Bureaucrats trying to get FDA to remove some/many/all opiates from the market ?

Senator Manchin has tried a number of times to get a FEDERAL TAX ON PHARMA OPIATES and each time he has FAILED and WV just reached a settlement with the major drug wholesalers for 400 million dollars https://www.foxbusiness.com/economy/west-virginia-reaches-400-million-settlement-opioid-distributors

It is pathetic how they use the English Language…  they talk about less opiate Rxs and then in the next sentence they talk about DEATHS TIED TO THE MEDICATIONS – they didn’t say “deaths tied to opiate medications” and then they get to the next sentence with the statement that “STUDIES SUGGEST “.   I would bet that a study could be done that would SUGGEST that people that die in motorcycle accidents started out riding bicycles.

Should our government make decision that could affect the lives and quality of life of tens of millions of our citizens based on a study that SUGGESTS a particular outcome.  The CDC, has stated that there is an estimated 15,000/yr deaths from the use/abuse of NSAIDS…  Each year 100,000 die from the use/abuse of the drug alcohol and 450,000 die from the use/abuse of Nicotine and neither of these meds have a valid medicinal use. Maybe because there is a very healthy tax revenue stream attached to those two “drugs”.. is the reason that – as a society – we accept all those deaths ?

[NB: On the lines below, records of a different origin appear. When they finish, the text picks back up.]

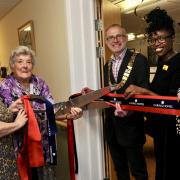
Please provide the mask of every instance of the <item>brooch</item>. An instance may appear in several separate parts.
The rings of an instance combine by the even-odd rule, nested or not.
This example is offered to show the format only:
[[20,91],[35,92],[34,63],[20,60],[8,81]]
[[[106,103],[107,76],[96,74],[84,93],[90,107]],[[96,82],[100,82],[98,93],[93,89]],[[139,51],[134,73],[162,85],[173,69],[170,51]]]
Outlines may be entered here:
[[162,69],[165,70],[165,71],[167,71],[167,70],[168,70],[168,66],[167,66],[167,65],[164,65],[164,66],[162,67]]

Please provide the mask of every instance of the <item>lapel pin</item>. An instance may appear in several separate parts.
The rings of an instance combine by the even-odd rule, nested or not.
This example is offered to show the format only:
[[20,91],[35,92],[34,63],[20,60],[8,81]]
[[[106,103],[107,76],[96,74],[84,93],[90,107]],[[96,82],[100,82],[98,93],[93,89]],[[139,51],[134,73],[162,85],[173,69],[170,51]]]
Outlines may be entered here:
[[167,65],[164,65],[162,69],[165,70],[165,71],[167,71],[167,70],[168,70],[168,66],[167,66]]

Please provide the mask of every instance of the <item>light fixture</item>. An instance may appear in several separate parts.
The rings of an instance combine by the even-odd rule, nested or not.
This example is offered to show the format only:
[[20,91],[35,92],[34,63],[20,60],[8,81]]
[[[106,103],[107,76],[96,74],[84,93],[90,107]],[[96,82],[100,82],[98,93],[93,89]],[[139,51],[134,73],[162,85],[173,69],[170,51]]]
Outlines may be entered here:
[[143,38],[145,38],[145,35],[144,34],[137,34],[136,37],[138,39],[143,39]]
[[119,0],[114,1],[113,3],[120,7],[121,12],[124,14],[129,14],[134,11],[136,6],[140,6],[141,8],[145,8],[149,5],[154,5],[157,2],[164,1],[164,0]]
[[135,40],[136,36],[134,33],[128,33],[128,41],[133,41]]
[[144,39],[144,38],[145,38],[144,34],[135,35],[134,33],[128,33],[128,41],[133,41],[135,39]]

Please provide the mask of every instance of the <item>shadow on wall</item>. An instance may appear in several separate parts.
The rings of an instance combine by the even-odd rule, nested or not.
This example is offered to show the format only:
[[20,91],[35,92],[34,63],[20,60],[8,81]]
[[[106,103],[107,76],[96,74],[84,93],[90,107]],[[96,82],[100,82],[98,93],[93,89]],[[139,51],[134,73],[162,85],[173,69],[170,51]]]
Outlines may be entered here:
[[0,68],[0,77],[5,78],[7,76],[7,67]]

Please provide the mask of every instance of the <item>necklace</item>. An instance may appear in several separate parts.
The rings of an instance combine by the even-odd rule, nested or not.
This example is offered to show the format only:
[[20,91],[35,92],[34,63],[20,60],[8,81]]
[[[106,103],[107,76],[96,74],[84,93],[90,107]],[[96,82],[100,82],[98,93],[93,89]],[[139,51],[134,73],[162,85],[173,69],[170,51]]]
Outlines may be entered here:
[[[133,54],[131,55],[130,61],[129,61],[129,63],[128,63],[125,71],[124,71],[124,74],[123,74],[123,76],[122,76],[122,79],[121,79],[121,81],[117,84],[117,86],[118,86],[119,88],[123,87],[124,84],[126,83],[126,81],[128,80],[129,75],[130,75],[130,73],[131,73],[131,70],[132,70],[132,68],[133,68],[133,64],[134,64],[136,55],[137,55],[137,53],[133,53]],[[108,81],[109,81],[109,85],[110,85],[110,86],[113,85],[113,84],[111,83],[111,78],[110,78],[111,63],[112,63],[112,61],[109,61],[109,63],[108,63]]]
[[30,94],[30,87],[24,88],[23,90],[25,94]]

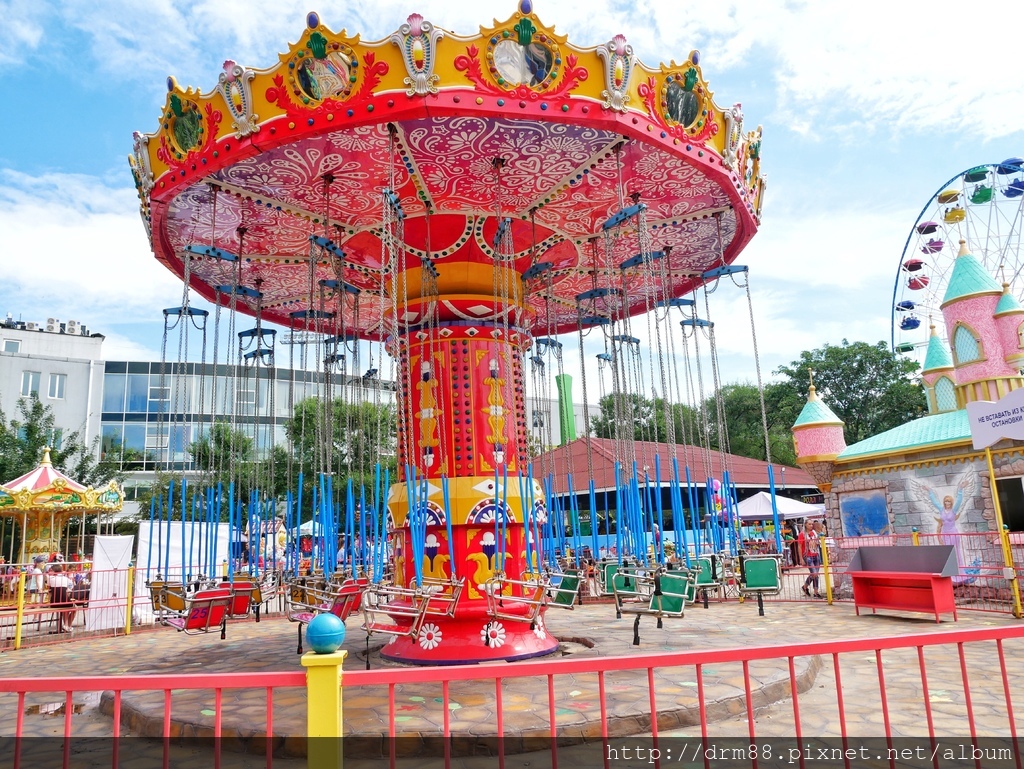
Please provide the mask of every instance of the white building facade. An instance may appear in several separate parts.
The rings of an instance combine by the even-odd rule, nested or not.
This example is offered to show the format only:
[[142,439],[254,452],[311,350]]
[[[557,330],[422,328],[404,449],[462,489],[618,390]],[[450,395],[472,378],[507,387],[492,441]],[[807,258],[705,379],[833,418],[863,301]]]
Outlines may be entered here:
[[74,431],[91,445],[100,434],[103,338],[75,321],[23,323],[8,316],[0,323],[0,408],[7,419],[17,418],[20,399],[34,395],[53,412],[55,447]]

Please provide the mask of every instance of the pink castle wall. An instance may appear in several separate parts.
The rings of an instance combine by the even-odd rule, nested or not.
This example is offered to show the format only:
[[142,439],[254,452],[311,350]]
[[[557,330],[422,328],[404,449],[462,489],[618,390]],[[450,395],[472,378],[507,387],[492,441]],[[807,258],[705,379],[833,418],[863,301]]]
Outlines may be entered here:
[[793,431],[798,457],[815,457],[822,454],[838,454],[846,448],[843,428],[839,425],[804,427]]
[[1003,347],[1003,357],[1007,355],[1024,354],[1020,349],[1020,342],[1017,336],[1017,327],[1024,323],[1024,315],[1014,313],[996,318],[996,327],[999,330],[999,341]]
[[982,355],[985,360],[959,365],[956,369],[957,384],[973,382],[989,377],[1017,376],[1017,370],[1003,360],[1003,345],[992,314],[999,303],[999,294],[974,296],[954,302],[942,310],[946,320],[947,341],[953,346],[953,332],[957,321],[966,323],[981,339]]

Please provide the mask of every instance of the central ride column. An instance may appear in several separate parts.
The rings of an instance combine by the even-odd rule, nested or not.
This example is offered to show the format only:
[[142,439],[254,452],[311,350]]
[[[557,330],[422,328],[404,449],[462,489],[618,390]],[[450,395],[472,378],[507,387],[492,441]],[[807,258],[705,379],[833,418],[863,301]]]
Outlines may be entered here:
[[[497,573],[512,580],[530,577],[524,521],[531,504],[541,516],[546,511],[541,485],[527,477],[523,352],[531,337],[520,327],[525,320],[520,276],[501,265],[445,264],[431,297],[413,291],[421,285],[423,269],[430,267],[404,273],[406,301],[398,307],[404,336],[394,345],[400,372],[401,480],[391,488],[388,513],[400,532],[395,582],[416,586],[417,557],[425,579],[465,582],[454,616],[429,615],[417,637],[396,637],[382,655],[419,664],[457,664],[548,654],[558,642],[546,631],[542,615],[527,616],[530,605],[515,600],[522,588],[506,586],[502,593],[508,600],[491,605],[485,589]],[[496,270],[508,274],[496,275]],[[511,288],[495,290],[502,285]],[[417,325],[416,319],[424,322]],[[415,488],[407,468],[414,468]],[[416,504],[426,507],[421,555],[413,551],[407,522],[410,490]],[[540,562],[539,555],[534,558]],[[501,617],[492,611],[495,603]]]

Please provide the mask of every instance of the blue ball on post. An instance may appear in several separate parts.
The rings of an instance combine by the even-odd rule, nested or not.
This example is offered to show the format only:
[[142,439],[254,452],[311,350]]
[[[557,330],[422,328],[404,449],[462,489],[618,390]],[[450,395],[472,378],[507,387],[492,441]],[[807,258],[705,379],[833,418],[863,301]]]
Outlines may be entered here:
[[318,614],[306,625],[306,643],[317,654],[331,654],[345,643],[345,623],[333,614]]

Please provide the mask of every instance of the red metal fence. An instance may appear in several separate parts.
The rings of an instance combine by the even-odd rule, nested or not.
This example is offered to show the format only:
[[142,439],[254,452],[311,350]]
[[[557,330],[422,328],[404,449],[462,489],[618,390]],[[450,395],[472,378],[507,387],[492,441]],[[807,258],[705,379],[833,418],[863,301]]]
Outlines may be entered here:
[[[156,625],[144,572],[97,570],[70,563],[62,564],[68,570],[62,572],[64,581],[60,582],[49,572],[52,565],[43,564],[38,592],[33,590],[31,564],[15,565],[13,573],[0,574],[0,650],[123,635]],[[152,577],[156,578],[155,570]],[[172,572],[170,579],[180,581],[181,577]],[[271,582],[277,585],[280,580]],[[283,612],[276,587],[265,591],[263,598],[263,616]]]
[[[960,566],[960,575],[953,577],[953,594],[958,609],[1013,613],[1012,584],[1007,579],[1002,543],[996,532],[836,537],[830,540],[828,551],[833,600],[853,600],[853,586],[846,576],[846,567],[857,548],[865,545],[912,546],[915,540],[920,545],[953,546]],[[1015,574],[1021,573],[1018,567],[1013,568]]]
[[[507,754],[542,745],[545,751],[534,765],[549,762],[557,767],[560,758],[565,763],[583,755],[587,765],[603,762],[610,767],[617,763],[616,751],[631,745],[659,751],[657,760],[647,754],[655,766],[662,765],[672,750],[685,747],[694,750],[687,766],[756,767],[758,750],[761,765],[768,765],[763,753],[767,749],[776,756],[787,751],[790,760],[784,763],[803,767],[805,761],[814,765],[803,754],[803,746],[812,741],[849,751],[876,738],[873,750],[885,755],[889,766],[897,765],[899,751],[917,748],[918,757],[930,755],[931,760],[909,765],[938,767],[935,751],[942,745],[959,740],[978,746],[994,739],[1010,746],[1010,753],[1000,755],[1002,763],[983,762],[974,754],[973,760],[959,765],[1020,769],[1013,694],[1024,686],[1024,671],[1011,661],[1022,654],[1024,626],[1008,626],[814,640],[784,649],[755,646],[500,666],[353,670],[344,673],[343,682],[349,716],[345,750],[367,756],[375,750],[392,767],[400,755],[436,752],[448,766],[454,756],[483,745],[493,749],[498,766],[504,766]],[[87,742],[96,733],[94,722],[75,718],[87,693],[107,692],[102,695],[110,716],[107,736],[113,737],[122,734],[126,695],[162,698],[159,731],[165,739],[155,745],[164,765],[174,765],[168,763],[170,751],[188,732],[175,703],[204,691],[207,698],[212,696],[212,723],[205,731],[193,727],[189,733],[211,738],[206,765],[219,766],[222,749],[229,747],[223,740],[225,720],[237,723],[241,718],[252,734],[269,737],[262,743],[266,765],[286,766],[294,760],[288,758],[289,739],[304,735],[283,734],[275,726],[274,702],[282,691],[294,691],[304,681],[298,672],[261,674],[259,681],[244,674],[0,679],[0,735],[16,738],[11,752],[14,769],[26,766],[18,738],[39,733],[38,726],[26,723],[26,712],[56,701],[55,712],[63,716],[60,755],[62,765],[69,767],[74,765],[72,755],[79,753],[76,742]],[[374,704],[383,710],[383,703],[386,722],[367,727],[361,711]],[[301,708],[303,703],[289,707]],[[459,710],[470,707],[490,709],[489,732],[461,731]],[[254,716],[256,711],[263,715]],[[655,713],[657,717],[652,717]],[[189,708],[185,716],[191,715]],[[412,736],[396,738],[402,734]],[[730,738],[732,743],[723,742]],[[111,743],[110,765],[116,769],[118,742]],[[722,755],[700,753],[716,745],[756,750],[744,754],[731,747],[725,763]],[[861,763],[855,753],[846,753],[839,763],[829,765]]]

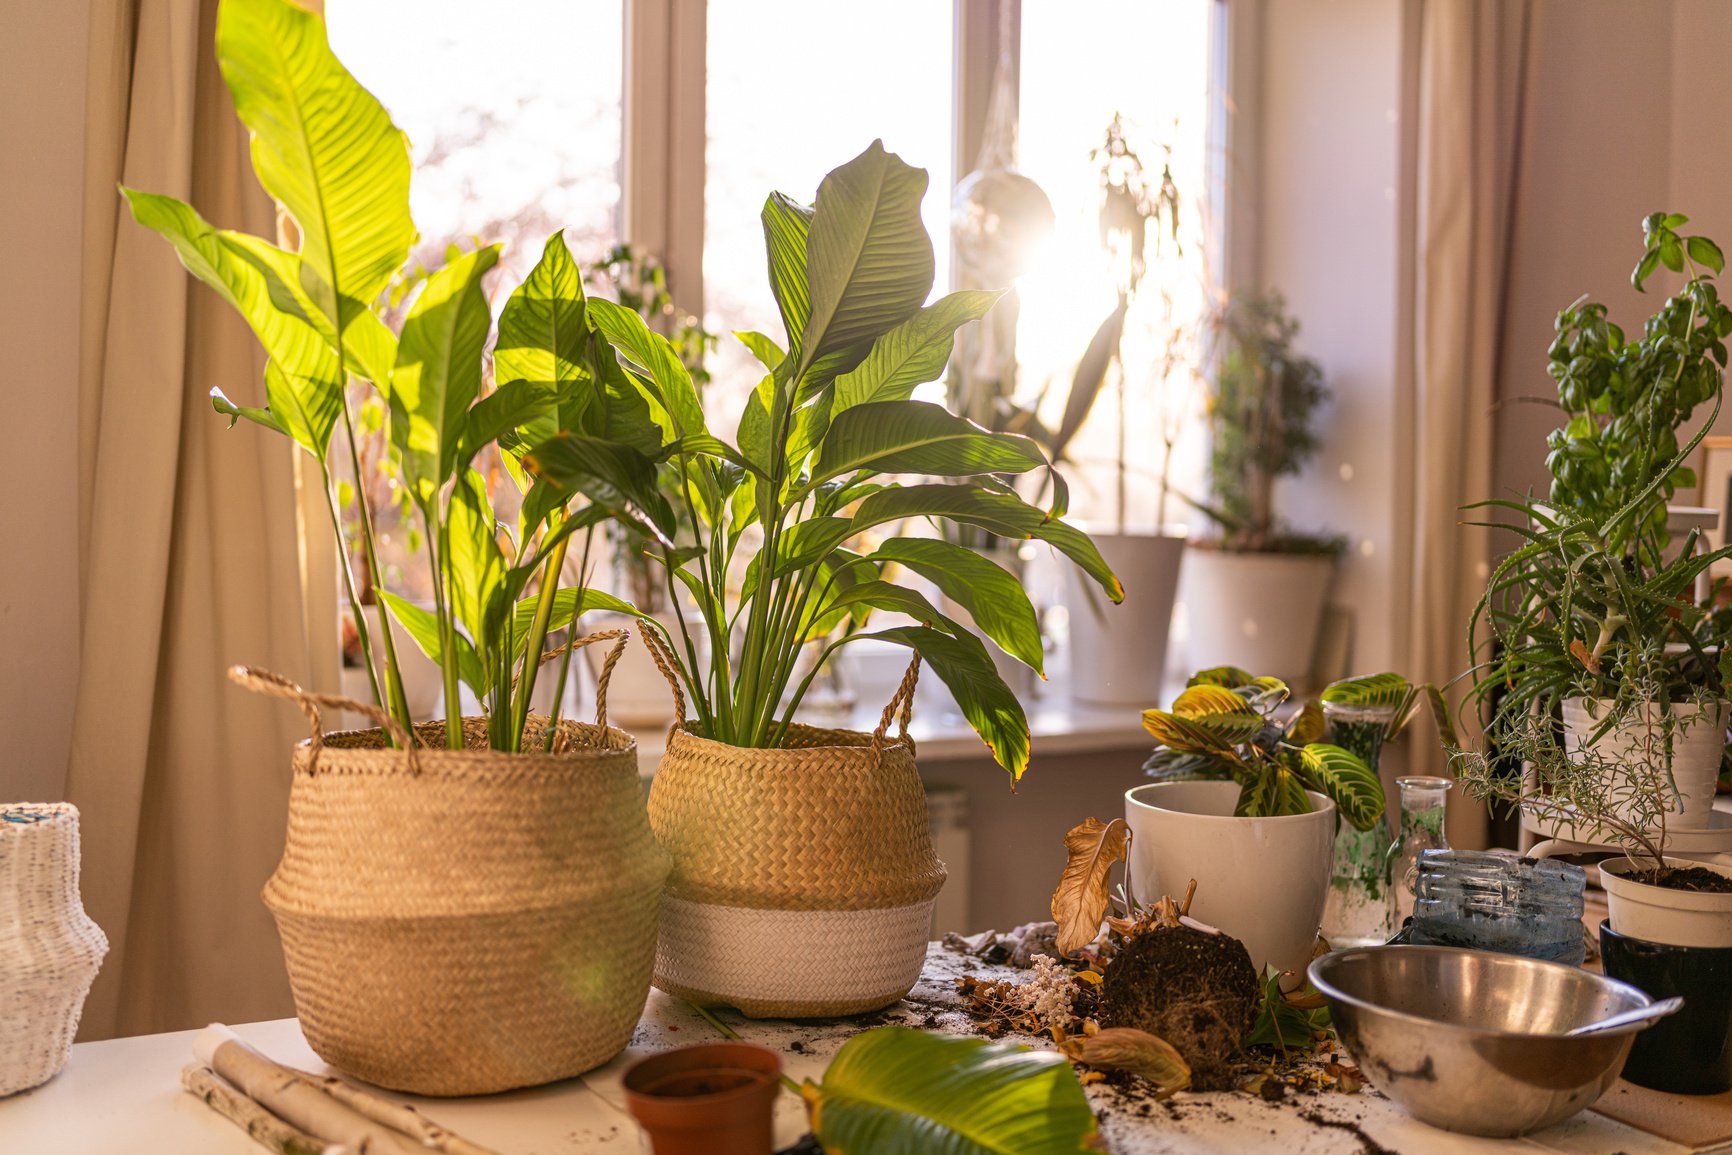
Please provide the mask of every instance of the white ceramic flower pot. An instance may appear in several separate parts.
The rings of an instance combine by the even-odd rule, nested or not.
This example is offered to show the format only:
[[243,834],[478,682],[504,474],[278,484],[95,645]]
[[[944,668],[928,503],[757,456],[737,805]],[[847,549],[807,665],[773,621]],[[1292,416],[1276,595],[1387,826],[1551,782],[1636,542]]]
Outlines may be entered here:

Opioid prescriptions have fallen about 40% in the last decade amid restrictions by hospitals, insurers and state officials. But deaths tied to the medications remain at 13,000 to 14,000 per year. And studies suggest people who become addicted to opioids continue to start with prescription opioids, before switching to cheaper heroin and illegally made fentanyl.

‘We still have a really huge problem’: FDA’s promised ‘sweeping’ opioid review faces skeptics in Congress and among patient advocates

https://www.marketwatch.com/story/we-still-have-a-really-huge-problem-fdas-promised-sweeping-opioid-review-faces-skeptics-in-congress-and-among-patient-advocates-01659135675

Senate Democrat Joe Manchin of West Virginia says he requested an update in April on the FDA’s progress toward policy recommendations but didn’t receive a response

As U.S. opioid deaths mounted in 2016, the then-incoming head of the Food and Drug Administration promised a “sweeping review” of prescription painkillers in hopes of reversing the worst overdose epidemic in American history.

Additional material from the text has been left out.